Class 2. Autoencoder
Feed forward and back propagation have significant advantage in terms of speed of calculation and error correction, but it does not mean that we can eliminate the errors. In fact the error enlarges if the fed data leads the model to out of convergence path. The more layers there are, the more computational resources required, and the more prone to error mis-correction due to the structure of serial correction stages in every layer.
The reason we rely on Neural Network model is because we need to find a nested non-linear structure of the data set, which cannot be done by other computational models, such as SVM. Then, is there a way to fix the mis-correction? Partly, it can be done by drop-outs, but one has to compromise loss of information and the structure of drop-out is also arbitrary.
What, instead, can be done is to build an autoencoder model in a way to replicate Factor Analysis in network form. Recall from Machine Learning that Factor Analysis is a general form of Principle Component Analysis (PCA). Though PCA is only limited to linear combination of variables to re-construct the data’s vector spaces by variance-covariance matrix. Given that all computational models are in a way to re-structure original data sets to our desired form, PCA could help us to find hidden key components of variance’s dimension. i.e. the target of all regression based models, including Neural Network, is to maximize explanatory power in terms of variability matching.
From the vector space of second moments, the combination of explanatory variables does not necessarily have to be linear. This is why we moved away from linear regression and have been exploring all non-linear models. The same works for hidden factors. The combination of variables to match hidden factors does not, again, have to be linear. In Factor Analysis, we have explored a bit that depending on the data’s underlying distribution, factor combination can be non-linear.

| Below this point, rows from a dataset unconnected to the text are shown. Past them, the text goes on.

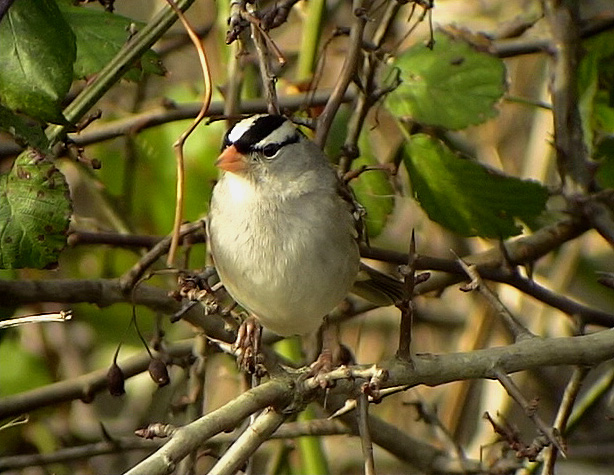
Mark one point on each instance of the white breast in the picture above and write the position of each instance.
(288, 262)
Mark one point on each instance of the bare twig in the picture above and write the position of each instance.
(406, 305)
(191, 436)
(530, 409)
(560, 422)
(572, 154)
(516, 328)
(254, 435)
(268, 77)
(162, 115)
(365, 433)
(178, 145)
(84, 387)
(61, 316)
(360, 8)
(130, 278)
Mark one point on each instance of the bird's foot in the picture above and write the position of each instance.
(321, 367)
(247, 346)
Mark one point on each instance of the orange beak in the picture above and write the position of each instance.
(231, 160)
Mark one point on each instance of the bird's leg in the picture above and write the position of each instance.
(247, 345)
(332, 353)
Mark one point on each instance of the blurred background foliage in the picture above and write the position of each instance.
(134, 192)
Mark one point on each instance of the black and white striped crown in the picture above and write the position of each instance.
(258, 132)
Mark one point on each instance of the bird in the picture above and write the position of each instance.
(283, 228)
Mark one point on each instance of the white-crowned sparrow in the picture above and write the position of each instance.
(282, 235)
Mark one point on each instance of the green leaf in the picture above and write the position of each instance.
(596, 88)
(100, 35)
(372, 189)
(466, 197)
(25, 133)
(37, 55)
(605, 154)
(34, 213)
(453, 85)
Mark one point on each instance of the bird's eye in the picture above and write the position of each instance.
(270, 150)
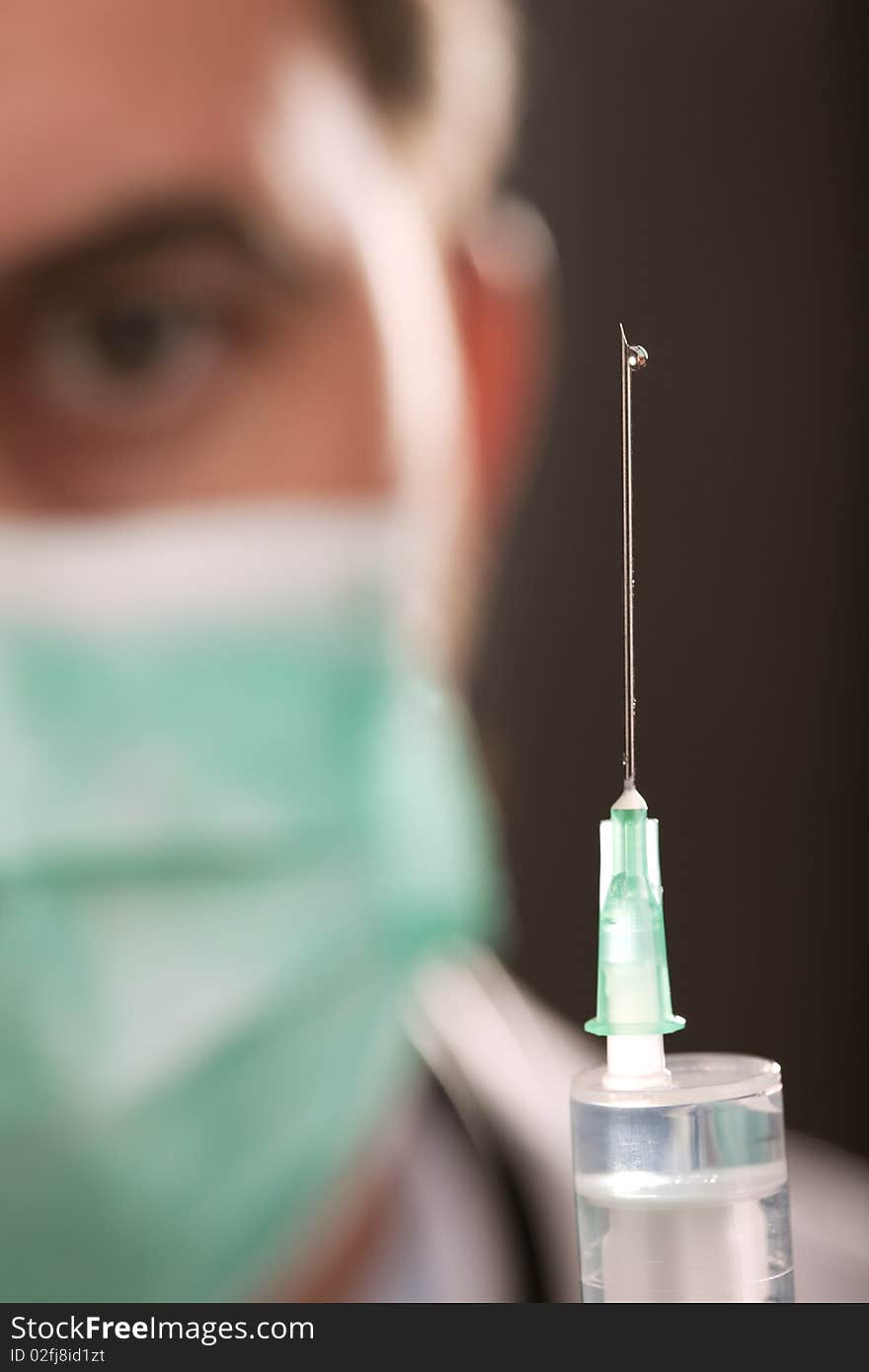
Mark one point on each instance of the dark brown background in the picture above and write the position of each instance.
(699, 166)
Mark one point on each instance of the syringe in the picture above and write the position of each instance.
(679, 1164)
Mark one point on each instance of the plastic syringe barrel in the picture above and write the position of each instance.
(682, 1188)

Here comes the benefit of Autoencoder. We can construct Neural Network model with the concept of Factor Analysis. With the right number of hidden factors, the re-designed Neural Network model not only becomes more robust to changes in data sets, but it also becomes less prone to error mis-correction and/or over-fitting. If one have more than needed hidden factors, it is likely the model is going to be overfit. To deal with it, most frequent choice is drop-out, but the result, as mentioned earlier, is not robust, and sometimes it is no more than an improvision for that specific learning event. To small number of hidden factors in a particular layer obviously results in insufficient learning.
To help you to follow Autoencoder’s logic in network building, let’s talk about matching number 0 to 9 in shapes in image recognition. By PCA, as discussed in Machine Learning, one tries to find PCs from transformed image. Some PCs may help us to differenciate 0 and 3, but that particular PC is not the strongest vector space that we usualy look for in PCA based regressions (PCR). Together with other similar images like 9, the upper right parts of the images will give us one PC due to commonality. Here in image recognition, we need PCs from common parts for some guessing, at the same time we also need uncommon parts’ PC to differentiate 0, 3, and 9. There could be over 100 PCs initially, but eventually, we need 10 hidden factors to verify 0 to 9.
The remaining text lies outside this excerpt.